The front-facing camera is satisfactory at best and once again doesn’t quite match up with what we’ve seen from the Nexus 6p, for example. That’s not to say it’s bad or anything, and it’ll certainly look fantastic for social media and wherever you’re likely sharing selfies, but it’s very soft overall. HDR is available on the front-facing camera, which is a rarity in the industry, and while it definitely helps with those overblown windows and light sources behind you, it pales in comparison to the quality of the HDR available on the rear camera.
Lastly we’ll cover video quality, which is downright incredible to say the least. Samsung has been utilizing a hybrid optical hardware-driven and digital hybrid stabilization model since the Galaxy S6 family, and it once again pays off here in sheer quality and stability. Videos look smooth and professional, even walking around holding the phone with one hand. 1080p video is the highest that this hybrid stabilization can work at though, so 4K video is only optically stabilized. This results in more shaky footage but obviously much sharper footage thanks to the increased resolution of 4K, but we’ll leave it up to you to decide what’s best. 4K is obviously more future proof, and with more and more 4K displays making it to living rooms around the world it may be better to just stick with that. Don’t forget to change the resolution setting though, as 1080p is still the default. Check out all the photo and video samples in the gallery below, and see the descriptions of each for more detail.

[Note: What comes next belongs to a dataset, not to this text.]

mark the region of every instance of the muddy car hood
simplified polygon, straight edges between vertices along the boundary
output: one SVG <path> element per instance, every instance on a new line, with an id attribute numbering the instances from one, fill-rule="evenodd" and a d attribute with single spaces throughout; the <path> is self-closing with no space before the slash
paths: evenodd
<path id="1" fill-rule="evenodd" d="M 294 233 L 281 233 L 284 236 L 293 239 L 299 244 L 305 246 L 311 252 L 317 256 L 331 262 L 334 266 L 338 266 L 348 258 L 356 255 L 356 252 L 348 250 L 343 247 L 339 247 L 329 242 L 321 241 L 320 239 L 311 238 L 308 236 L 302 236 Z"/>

Mind-blowing screen and interesting edge display
Superb build quality
High resolution, balanced sound output
Truly excellent TouchWiz software
Incredible camera software
MicroSD card support
Dustproof and water-resistant
Much lower price from last year’s model
Slippery, slippery, slippery
Edge display doesn’t make sense for everyone
Some odd palm rejection issues with the screen, particularly on the edge displays
Mediocre bottom-facing speaker
Camera still takes blurry shots in low light at times
The Galaxy S7 Edge is absolutely the best phone Samsung has ever made, bar none. Sure there are some issues, but most of these are software ones that’ll likely get addressed in some form or another over the next few updates. The only hardware problems per say are the ultra slippery build, which is difficult to get around without a case, and that speaker on the bottom where waterproofing seriously degrades the quality from what it could be. What you’re looking at though is absolutely the highest quality display on the market, the best performance, great multi-tasking abilities with lots of RAM and multi-window support, a phenomenal camera, high-resolution audio output and plenty more. Even if the edge screen doesn’t make much sense for you in function, it’s beautiful form might just be enough to sway you over to paying out a little bit more for it. The more natural, non-gaudy colors of the Galaxy S7 family really help the look too, and make this likely one of the very best phones you’ll be able to get all year.